Well it’s not too early to call the results of this call since we’re just 3 days short of 2 months since that prediction. On September 27, Apple shares closed at $681.32 and RIM shares closed at $7.14 on the NASDAQ. As it turns out the Apple share price was essentially the peak for the week and beyond since it has not regained those heights. The RIM price on that date was only a few days away from a time when it almost touched the 52-week low. It may even be a few days after the actual 52-week low, I’m not too good at reading stock charts.

So what would the result be so far? Let’s look at the simplest way to do this by shorting and buying instead of using options.

If you shorted 30 Apple shares with a starting value of $20,439.60, you would have been able to buy 2862 RIM shares. Adjusting for the initial trading commissions and the leftover change you would pay less than $16 to enter this trade with a $10 trading commission. Let’s add some interest too. I don’t trade on margin but I’ll guess that you pay 4.5% interest for 2 months to short Apple, for a total interest cost of $153.30 (ha, I’d love to get that kind of interest for sticking $20,000 in a high-interest savings account). So the net cost for the first two months of the trade would be around $170.

If you liquidated this trade at Friday’s closing price, you would sell your 2862 RIM shares for $33,370.92 (Holy @#%”(*$@%(*!). You would then buy back 30 Apple shares for $17,145.00 (awesome). Subtracting the trading commissions again, that leaves you a net profit of $16,205.92. Or to put it another way you would earn a return of 9,555% on the $170 in cash that you started with in only 2 months. If you kept this up all year you would have an annualized return of 76,117,945,311,128%. I think that’s enough to buy the world.

And as you can see this is a foolproof trade. Even if Apple had gone up by 50% to reach a market cap large enough to buy the entire USA you would make a profit of nearly $3,000 (a 1,769% gain) because RIM did better.

In conclusion I must be a brilliant stock trader. Where’s my hedge fund? After all if even a joker who bought Apple can get a mutual fund I should get something better! Or do I need to start with a newsletter? I don’t know how this whole thing works, I’m just an index investor. I might have to switch though. This stock trading looks fun.

  1. Joe
    November 24, 2012 at 11:53 pm

    lol great call.
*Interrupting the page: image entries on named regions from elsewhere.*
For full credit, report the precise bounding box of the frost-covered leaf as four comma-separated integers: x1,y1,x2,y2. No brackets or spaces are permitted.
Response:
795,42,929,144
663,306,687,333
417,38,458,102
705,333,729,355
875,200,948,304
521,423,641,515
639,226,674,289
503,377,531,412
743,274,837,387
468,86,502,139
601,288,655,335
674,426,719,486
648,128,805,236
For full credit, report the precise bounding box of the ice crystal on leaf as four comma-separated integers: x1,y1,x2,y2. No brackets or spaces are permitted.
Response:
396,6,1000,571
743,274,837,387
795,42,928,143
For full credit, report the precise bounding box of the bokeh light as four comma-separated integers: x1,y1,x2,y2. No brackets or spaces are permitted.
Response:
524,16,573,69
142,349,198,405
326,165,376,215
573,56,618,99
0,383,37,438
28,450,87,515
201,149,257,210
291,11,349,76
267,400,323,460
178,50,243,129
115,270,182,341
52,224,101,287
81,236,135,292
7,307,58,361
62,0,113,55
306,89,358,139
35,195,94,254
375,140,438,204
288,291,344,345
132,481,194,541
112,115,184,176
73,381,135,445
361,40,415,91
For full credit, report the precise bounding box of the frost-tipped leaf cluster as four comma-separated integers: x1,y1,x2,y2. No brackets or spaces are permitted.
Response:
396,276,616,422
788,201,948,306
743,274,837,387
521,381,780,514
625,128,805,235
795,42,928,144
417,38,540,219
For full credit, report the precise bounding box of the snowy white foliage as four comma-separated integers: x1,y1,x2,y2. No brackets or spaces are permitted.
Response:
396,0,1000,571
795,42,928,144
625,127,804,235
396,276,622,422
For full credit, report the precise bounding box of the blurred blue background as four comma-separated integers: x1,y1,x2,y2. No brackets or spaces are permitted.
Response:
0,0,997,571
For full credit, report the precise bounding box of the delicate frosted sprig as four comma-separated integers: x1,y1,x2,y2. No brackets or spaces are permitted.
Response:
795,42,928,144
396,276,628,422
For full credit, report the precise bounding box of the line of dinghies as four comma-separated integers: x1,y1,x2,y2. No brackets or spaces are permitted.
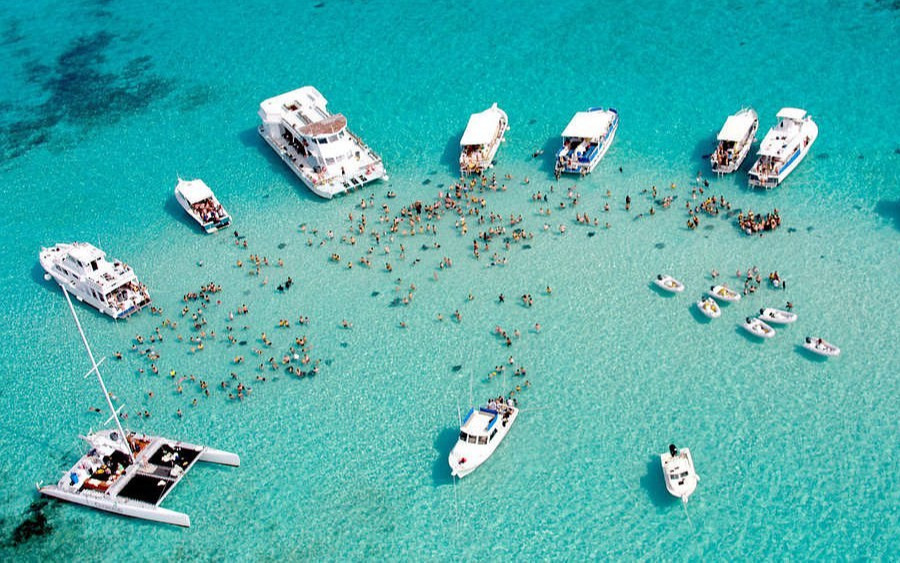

After the most recent bounce, I’ve been telling anybody I know who owns RIM who happens to be in the black or break-even to take this as a graceful exit opportunity and be thankful they got it.

    I think the BlackBerry Bold 9900 is THE BEST smartphone for doing business on the market. I think with QNX10 and a dualcore processor, the Bold will continue to be the best for people who actually need to accomplish things with their smart phones.

    Heck, Jim Balsillie is a hometown hero. He’s done awesome things for his community and his country and he tried to give the Hammer a hockey team to compete with the Teachers Pension Plan monopoly.

    But just because I like their product doesn’t make it a good stock. They’ve never paid a dividend. Even when their value exploded and they were enjoying huge cash flow they refused to pay back investors for years and years of waiting. It’s just not a good buy.

    • November 25, 2012 at 4:06 am

      Wow, I never knew that about the dividend. Dying companies can be very profitable but not if they go down with the treasure on board like a Spanish galleon! There’s definitely a difference between a popular company, a successful company, and an investor-friendly company.

      To weigh in with my expert opinion again, I would exit this trade on the spot and not look back because the easy profits are gone. Now that a few people think RIM might survive and Apple has come down a bit the easy profits are gone. In the long-term Apple can’t hold up and RIM might even come back (it’s not cool to be seen with one? Sure, tell that to the vast majority of the world that doesn’t read the NYT). But if you’re waiting that long the returns might fall under 1,000% per year. What kind of stock picker would settle for that?